Natal na Mina
Guardo na memória lembranças de um tempo não muito distante.
Subir o Cauê.
Catar musgos.
Escolher a orquídea mais bela.
Recolher a pedra de esmeril brilhante.
Na subida, nossas mães em companhia de meninos e meninas carregavam dezenas de balaios montanha acima.
Subida difícil!
A cidade ficava cada vez mais distante.
Mato molhado.
Cheiro forte de enxurrada.
Montanha lavada pela chuva que caiu durante a madrugada.
Vento frio de cortar os ossos.
Após o dia inteiro na montanha.
Voltávamos para as nossas casas cansados.
Valia todo aquele sacrifício.
Na manha seguinte.
Socar a pedra.
Penerar o pó da pedra.
Fazer grude.
Providenciar um saco de linhagem.
Colar o pó.
Construir a lapinha.
Buscar a areia na chácara do Zé Sergio.
Colorir com a anil.
Deixar secar.
Recolher o barro no caminho do Pontal.
Fazer a massa.
Amassar.
Reconstruir a vaquinha e os carneirinhos que foram quebrados no Natal passado.
Tudo pronto.
Armar o presépio.
Aguardar a noite em que Deus menino resolveu habitar entre os homens.
Nos dias que antecedia o natal, o Papai Noel da mineradora, percorria as ruas do Explosivo, do Acampamento de Capim do Campestre, do Berra Lobo e Conceição, em um carro aberto, ao som da bandinha do tio, Maestro José Dorotéia Reis e outros músicos da Mina.
Todos o conhecia como Zé Nova Era, contagiava a todos com sua irreverência.
No trajeto, balas e balões eram atirados por todos os lados para a alegria das crianças.
Enquanto isso, dezenas de funcionários distribuíam cestas de natal da Columbia, repleta de nozes, castanhas e bombons, vinhos e biscoitos Maria.
Recebíamos também tecido para o uniforme do Grupo Escola Emilio Pereira de Magalhães.
Cadernos, régua, lápis e borrachas eram ofertados.
Brinquedos somente para os filhos dos doutores e alguns chefes da alta.
Sei não!
Nosso Pai recebia a gratificação ou horas como era chamado o pagamento do final de ano.
Estava garantido a compra do pernil no armazém do Bento, pertinho do ponto dos aflitos ao lado da boca da mina.

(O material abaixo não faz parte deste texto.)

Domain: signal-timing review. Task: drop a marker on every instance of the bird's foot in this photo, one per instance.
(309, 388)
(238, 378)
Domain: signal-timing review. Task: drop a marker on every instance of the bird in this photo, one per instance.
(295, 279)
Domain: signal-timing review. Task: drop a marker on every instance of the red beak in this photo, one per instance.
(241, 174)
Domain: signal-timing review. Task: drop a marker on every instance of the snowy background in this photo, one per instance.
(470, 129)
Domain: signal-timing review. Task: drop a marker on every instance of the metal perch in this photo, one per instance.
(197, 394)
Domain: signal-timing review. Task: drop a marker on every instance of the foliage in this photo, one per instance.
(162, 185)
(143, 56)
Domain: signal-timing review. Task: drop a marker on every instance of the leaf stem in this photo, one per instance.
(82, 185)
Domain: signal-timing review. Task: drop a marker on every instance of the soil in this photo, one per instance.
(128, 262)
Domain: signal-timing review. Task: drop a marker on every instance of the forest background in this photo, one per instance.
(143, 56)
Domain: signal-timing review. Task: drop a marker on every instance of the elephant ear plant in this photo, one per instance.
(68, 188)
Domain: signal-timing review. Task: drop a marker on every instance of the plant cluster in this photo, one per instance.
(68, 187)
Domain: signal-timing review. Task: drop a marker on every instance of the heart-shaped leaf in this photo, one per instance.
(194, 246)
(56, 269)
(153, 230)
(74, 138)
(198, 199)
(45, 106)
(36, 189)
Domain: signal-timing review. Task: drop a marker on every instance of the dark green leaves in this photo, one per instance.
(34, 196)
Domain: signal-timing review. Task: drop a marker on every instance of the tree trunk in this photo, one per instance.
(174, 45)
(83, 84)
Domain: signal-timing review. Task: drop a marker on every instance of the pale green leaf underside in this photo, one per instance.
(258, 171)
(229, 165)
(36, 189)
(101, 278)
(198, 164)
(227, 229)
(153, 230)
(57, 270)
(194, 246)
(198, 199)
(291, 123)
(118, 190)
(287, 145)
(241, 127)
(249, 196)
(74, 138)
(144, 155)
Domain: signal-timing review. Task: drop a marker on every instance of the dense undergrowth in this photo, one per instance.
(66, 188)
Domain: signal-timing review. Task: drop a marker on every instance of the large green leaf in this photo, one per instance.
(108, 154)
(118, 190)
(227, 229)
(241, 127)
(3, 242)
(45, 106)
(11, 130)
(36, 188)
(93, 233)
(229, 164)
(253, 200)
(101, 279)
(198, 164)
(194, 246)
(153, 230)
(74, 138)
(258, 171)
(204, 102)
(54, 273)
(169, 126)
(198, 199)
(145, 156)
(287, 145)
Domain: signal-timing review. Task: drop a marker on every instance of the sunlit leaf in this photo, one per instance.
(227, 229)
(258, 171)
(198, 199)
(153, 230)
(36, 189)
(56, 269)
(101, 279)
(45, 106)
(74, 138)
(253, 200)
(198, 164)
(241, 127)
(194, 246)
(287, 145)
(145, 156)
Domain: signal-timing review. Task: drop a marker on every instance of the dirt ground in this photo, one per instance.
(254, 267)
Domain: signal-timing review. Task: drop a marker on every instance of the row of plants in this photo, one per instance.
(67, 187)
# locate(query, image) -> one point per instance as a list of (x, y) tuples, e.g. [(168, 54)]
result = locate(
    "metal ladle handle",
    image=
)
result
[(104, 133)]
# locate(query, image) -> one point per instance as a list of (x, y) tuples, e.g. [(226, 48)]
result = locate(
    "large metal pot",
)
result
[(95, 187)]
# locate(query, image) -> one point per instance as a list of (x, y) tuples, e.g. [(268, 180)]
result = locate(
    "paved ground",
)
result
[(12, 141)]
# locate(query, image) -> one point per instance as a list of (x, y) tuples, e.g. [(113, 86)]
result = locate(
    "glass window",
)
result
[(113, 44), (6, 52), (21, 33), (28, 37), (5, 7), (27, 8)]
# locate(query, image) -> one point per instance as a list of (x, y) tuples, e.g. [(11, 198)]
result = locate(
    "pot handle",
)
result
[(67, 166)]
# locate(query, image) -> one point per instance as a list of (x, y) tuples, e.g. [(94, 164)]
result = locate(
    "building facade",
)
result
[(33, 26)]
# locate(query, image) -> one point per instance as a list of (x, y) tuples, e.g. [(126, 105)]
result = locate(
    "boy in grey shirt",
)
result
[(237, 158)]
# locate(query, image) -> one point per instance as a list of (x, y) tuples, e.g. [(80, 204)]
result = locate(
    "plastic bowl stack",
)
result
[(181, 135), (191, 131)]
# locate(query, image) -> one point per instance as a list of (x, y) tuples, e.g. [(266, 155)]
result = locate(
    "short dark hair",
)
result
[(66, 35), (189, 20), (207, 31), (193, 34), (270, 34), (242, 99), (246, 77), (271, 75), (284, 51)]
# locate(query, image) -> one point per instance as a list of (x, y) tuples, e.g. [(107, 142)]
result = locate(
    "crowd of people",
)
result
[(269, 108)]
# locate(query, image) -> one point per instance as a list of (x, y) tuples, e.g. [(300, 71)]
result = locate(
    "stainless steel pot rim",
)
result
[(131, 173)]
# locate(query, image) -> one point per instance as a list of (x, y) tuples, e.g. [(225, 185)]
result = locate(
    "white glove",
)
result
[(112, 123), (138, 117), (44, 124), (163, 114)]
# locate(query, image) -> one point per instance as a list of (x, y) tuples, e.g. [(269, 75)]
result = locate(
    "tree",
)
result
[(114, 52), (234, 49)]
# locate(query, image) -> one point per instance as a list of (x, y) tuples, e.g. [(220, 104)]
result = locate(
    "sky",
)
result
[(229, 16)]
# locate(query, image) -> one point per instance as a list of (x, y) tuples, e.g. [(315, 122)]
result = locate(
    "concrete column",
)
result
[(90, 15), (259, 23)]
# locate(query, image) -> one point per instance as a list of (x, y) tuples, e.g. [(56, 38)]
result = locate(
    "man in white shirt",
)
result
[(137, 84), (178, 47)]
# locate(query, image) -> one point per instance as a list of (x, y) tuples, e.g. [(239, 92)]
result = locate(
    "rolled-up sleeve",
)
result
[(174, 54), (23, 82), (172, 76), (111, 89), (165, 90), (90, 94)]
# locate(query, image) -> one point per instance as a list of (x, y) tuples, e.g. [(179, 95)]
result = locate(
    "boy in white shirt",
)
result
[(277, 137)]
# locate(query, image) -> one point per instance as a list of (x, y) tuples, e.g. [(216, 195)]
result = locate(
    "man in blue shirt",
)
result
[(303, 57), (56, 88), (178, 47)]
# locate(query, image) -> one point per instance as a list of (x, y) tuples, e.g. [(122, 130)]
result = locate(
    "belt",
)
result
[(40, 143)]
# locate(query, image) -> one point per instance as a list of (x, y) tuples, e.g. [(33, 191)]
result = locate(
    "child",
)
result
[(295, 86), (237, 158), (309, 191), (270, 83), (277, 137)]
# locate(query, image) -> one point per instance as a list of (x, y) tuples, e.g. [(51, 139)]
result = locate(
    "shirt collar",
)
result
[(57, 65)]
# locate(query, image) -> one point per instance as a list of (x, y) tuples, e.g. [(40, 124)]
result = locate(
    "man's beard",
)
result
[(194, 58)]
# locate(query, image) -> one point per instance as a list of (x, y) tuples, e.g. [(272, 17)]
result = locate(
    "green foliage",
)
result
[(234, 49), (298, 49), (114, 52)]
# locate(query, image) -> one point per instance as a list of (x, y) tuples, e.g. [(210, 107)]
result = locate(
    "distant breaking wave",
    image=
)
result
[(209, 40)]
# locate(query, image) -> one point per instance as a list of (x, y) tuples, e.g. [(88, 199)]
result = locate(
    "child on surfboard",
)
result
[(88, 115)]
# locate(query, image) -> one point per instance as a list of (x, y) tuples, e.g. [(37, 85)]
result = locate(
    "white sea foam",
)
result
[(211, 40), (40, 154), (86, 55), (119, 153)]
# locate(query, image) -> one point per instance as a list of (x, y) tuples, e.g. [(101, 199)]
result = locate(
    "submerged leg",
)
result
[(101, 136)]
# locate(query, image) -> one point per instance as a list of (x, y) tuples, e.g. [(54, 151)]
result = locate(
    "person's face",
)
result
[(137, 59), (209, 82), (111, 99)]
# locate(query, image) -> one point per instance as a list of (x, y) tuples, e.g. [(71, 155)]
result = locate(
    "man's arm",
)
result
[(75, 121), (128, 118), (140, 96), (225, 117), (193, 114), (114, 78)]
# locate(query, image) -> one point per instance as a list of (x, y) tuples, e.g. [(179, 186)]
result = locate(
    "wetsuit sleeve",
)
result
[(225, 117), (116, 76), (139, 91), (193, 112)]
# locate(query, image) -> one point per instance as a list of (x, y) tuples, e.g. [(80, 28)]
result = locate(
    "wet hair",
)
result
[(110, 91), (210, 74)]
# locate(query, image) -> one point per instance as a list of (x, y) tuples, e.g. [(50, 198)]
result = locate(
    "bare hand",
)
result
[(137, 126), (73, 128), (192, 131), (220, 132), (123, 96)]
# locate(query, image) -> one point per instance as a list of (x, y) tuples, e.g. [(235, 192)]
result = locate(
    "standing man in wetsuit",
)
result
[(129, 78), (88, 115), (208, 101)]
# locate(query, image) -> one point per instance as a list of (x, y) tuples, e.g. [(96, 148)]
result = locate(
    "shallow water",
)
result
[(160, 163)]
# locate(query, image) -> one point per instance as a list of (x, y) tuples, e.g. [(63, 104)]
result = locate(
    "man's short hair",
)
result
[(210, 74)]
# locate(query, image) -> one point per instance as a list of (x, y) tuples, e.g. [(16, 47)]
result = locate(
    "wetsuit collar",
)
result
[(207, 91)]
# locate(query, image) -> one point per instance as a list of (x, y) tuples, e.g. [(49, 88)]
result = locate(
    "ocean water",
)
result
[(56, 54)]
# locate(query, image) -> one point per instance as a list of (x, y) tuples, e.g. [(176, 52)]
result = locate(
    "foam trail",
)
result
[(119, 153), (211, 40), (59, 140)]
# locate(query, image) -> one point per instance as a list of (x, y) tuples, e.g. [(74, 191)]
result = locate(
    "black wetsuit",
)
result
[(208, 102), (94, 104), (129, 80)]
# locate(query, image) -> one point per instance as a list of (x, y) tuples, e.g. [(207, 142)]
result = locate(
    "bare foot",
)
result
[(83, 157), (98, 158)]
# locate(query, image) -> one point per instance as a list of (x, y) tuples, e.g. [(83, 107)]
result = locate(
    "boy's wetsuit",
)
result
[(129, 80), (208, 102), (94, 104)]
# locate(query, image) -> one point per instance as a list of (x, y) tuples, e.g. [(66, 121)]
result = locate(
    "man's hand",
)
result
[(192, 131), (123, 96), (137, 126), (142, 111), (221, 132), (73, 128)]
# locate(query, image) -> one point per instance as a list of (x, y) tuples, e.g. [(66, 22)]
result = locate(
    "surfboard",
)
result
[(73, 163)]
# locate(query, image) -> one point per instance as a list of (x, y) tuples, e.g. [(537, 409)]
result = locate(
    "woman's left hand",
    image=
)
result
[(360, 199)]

Não havia ponto suficiente para fazer as compras no armazém da mineradora.
O mesmo foi gasto no inicio do mês.
Galinhas, patos, ovos e doces, vinh no caminhão de Sr Teixeira comerciante da cidade de Santa Maria.
Tudo era detalhadamente preparado.
Eis que a noite esperada chegava.
Descia a Rua Santana gente de varias localidades.
Vindas do acampamento de Capim, Santana, Explosivo, Campestre, Berra Lobo, todos com um só objetivo.
A missa do Galo.
Meu Deus quanto encanto.
Aguardávamos o cântico do Glória, entoado pelo coral da matriz sob a regência de Só Ninico Amâncio.
Orgulhosamente percebíamos a voz da nossa mãe no meio de muitas vozes.
Meia noite!
A imagem do Deus menino era trasladada do altar principal para o presépio.
Ecoava em todo interir do templo a bela cançâo, Noite Feliz.
Na torre direita da Igreja, o sino Elias solenemente anunciava o Natal.
O incenso vindo turíbulo, exalava por todos os cantos.
Momento de pura beleza e emoção.
Na manha do dia seguinte, a visita a casa da Vó, lá na Rua de Baixo.
No canto da sala de visitas ao lado do presépio, um galho de cedro contendo lembrancinhas para cada neto.
À tarde.
O show de Natal na sedinha do Valério Campestre.
O sorteio de brinquedos.
Uma gigantesca arvore de Natal girando no canto do salão.
Aquilo nos fascinava.
Tempos de vidas difíceis.
Mas um tempo de paz e de muitas esperanças.
Assim era o Natal dos Mineiros de Itabira.
Assim era o Natal dos meninos e meninas da Mina.